Once I was a clever boy learning the arts of Oxford... is a quotation from the verses written by Bishop Richard Fleming (c.1385-1431) for his tomb in Lincoln Cathedral. Fleming, the founder of Lincoln College in Oxford, is the subject of my research for a D. Phil., and, like me, a son of the West Riding. I have remarked in the past that I have a deeply meaningful on-going relationship with a dead fifteenth century bishop... it was Fleming who, in effect, enabled me to come to Oxford and to learn its arts, and for that I am immensely grateful.


Thursday 24 September 2015

An evening in London


Yesterday afternoon I went up to London and arrived there in good time for my dinner engagement. This gave me the opportunity to call in at Westminster Cathedral so as to be able to renew in a Catholic church my baptismal promises on the anniversary of my christening. This I did just before the cathedral closed.

I then walked through the modern development opposite the cathedral piazza and came out on Buckingham Palace Road.

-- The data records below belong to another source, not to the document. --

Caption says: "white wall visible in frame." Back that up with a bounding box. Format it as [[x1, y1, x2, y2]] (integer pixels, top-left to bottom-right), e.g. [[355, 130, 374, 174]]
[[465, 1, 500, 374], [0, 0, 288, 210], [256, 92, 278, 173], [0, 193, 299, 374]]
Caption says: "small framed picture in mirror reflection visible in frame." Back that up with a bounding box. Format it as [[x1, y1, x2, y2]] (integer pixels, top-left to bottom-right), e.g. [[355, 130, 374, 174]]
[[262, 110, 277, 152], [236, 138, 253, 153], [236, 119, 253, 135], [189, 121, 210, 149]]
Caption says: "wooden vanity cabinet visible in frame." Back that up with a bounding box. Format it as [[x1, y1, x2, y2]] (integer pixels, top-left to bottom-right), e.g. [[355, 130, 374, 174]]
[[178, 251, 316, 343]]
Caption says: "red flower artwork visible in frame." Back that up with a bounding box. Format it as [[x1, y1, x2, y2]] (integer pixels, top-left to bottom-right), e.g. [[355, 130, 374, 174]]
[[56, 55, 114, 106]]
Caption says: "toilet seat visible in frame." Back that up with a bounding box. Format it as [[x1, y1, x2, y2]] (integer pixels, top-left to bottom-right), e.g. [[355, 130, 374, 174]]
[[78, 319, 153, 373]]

After looking at the rather appealing items on sale in the window of the Buckingham Palace Shop I walked past the palace and into The Mall, and past Clarence House round and across Friary Court and past the Queen's Chapel into Pall Mall. There is still, despite the armed police at the Palace gates, something very relaxed and informal about the setting of these royal residences. At the same time they emanate a sense of continuity and stability far removed from the bustling comings and goings of politicians at Westmisnter and Downing Street. These are historic places, but the history is living.

My destination was the Oxford and Cambridge Club where I met up with a friend for dinner. This was, as I expected it to be, an eminently agreeable occasion, catching up on one another's news and having good food and wine. The O&C has very fine rooms, and is beautifully maintained and clearly popular. Inevitably we ran into another acquaintance from Oxford, before setting off homewards, arriving back in Oxford at 2.10 am, with the prospect of a meeting at 10am - which I made.